Figure 8 shows the annual average “standard visual range” (the farthest distance a large, dark object can be seen during daylight hours) within the United States for the period 2010–2014. This distance is calculated using fine and coarse particle data from the IMPROVE network. Increased particle pollution reduces the visual range. The visual range under naturally occurring conditions without human-caused pollution in the United States is typically 45–90 miles (75–140 kilometers [km]) in the east and 110–150 miles (180–240 km) in the west. Additional information can be found on the IMPROVE program and visibility in U.S. National Parks.
Figure 8. Annual Average Standard Visual Range (km) 2010–2014
Source: U.S. National Park Service, 2016 (data from IMPROVE website.)
Commitments in the Agreement require Canada and the United States to apply continuous emissions monitoring or methods of comparable effectiveness to certain electric utility units.

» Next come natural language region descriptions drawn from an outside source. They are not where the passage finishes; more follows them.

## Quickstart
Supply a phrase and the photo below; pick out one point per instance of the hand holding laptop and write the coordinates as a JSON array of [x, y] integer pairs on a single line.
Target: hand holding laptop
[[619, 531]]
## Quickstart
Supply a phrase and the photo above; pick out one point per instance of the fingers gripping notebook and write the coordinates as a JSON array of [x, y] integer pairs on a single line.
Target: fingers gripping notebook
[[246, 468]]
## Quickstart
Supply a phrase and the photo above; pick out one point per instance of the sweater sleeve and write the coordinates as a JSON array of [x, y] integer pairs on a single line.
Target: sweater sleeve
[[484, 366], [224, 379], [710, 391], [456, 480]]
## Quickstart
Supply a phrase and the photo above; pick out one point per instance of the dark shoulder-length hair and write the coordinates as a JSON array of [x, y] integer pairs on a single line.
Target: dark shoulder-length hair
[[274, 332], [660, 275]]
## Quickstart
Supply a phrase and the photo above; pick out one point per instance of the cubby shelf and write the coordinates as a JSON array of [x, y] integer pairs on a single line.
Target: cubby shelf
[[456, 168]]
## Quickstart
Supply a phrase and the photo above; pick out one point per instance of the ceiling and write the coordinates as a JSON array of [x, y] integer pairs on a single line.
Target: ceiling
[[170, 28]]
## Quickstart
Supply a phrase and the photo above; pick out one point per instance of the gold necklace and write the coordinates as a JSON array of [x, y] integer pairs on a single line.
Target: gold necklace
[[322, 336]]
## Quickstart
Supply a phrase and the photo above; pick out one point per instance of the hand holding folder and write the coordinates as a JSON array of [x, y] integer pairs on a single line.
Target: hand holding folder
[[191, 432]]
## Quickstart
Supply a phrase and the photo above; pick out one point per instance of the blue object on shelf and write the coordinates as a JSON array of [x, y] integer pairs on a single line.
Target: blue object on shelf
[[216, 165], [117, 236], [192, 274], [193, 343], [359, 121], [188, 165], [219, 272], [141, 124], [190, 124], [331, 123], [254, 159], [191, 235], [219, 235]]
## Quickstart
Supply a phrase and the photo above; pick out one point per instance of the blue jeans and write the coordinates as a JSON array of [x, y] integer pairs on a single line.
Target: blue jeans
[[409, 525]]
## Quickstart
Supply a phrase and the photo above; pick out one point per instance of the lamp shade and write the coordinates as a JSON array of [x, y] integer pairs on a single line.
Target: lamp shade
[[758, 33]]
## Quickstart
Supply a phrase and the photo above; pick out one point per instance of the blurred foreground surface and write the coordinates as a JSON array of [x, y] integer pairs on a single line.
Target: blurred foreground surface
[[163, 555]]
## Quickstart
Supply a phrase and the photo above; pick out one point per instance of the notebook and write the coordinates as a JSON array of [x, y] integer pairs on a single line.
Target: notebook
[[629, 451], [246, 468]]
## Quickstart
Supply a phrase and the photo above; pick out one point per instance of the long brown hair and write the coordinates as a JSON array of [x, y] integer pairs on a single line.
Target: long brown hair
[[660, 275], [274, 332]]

Both countries meet these commitments by using continuous emissions monitoring systems (CEMS) and rigorous reporting programs. Canada and the United States each monitor more than 90 percent of eligible SO2 emissions with CEMS.
Canada continues to meet its commitment to monitor and estimate emissions of NOX and SO2 from new and existing electric utility units with a capacity rating greater than 25 megawatts. CEMS, or other comparable monitoring methods, have had widespread use in Canada’s electric utility sector since the late 1990s. Currently, most new and existing base-load fossil steam plants and natural gas turbines with high emission rates operate CEMS technology. Coal-fired facilities, which are the largest source of emissions from the sector, have SO2 and NOX CEMS installed at more than 92 percent of their total capacity. In addition, under Canada’s National Pollutant Release Inventory, a mandatory reporting program, electric power generating facilities are required to report their air pollutant emissions (including NOX and SO2) annually. CEMS also serves as a testing approach to demonstrate compliance with the Multi-Sector Air Pollutants Regulations.
EPA has developed detailed procedures to ensure that sources monitor and report emissions with a high degree of precision, accuracy, reliability, and consistency. Most emissions of SO2, carbon dioxide, and NOX are measured with CEMS, which monitor important information such as the amount of pollution emitted from a smokestack (pollutant concentration) and how fast the emissions occur. In 2014, CEMS monitored over 99 percent of SO2 emissions from CAIR sources, including 100 percent from coal-fired units.
Additionally, other large emission sources that are equipped with pollution control devices are regulated under the Compliance Assurance Monitoring (CAM) rule. The CAM rule includes criteria that define the monitoring, reporting, and record keeping that should be conducted by a source to provide a reasonable assurance of compliance with emission limitations and standards. EPA rigorously checks the completeness, quality, and integrity of monitoring data. In addition to electronic audits, EPA conducts targeted field audits on sources that report suspect data.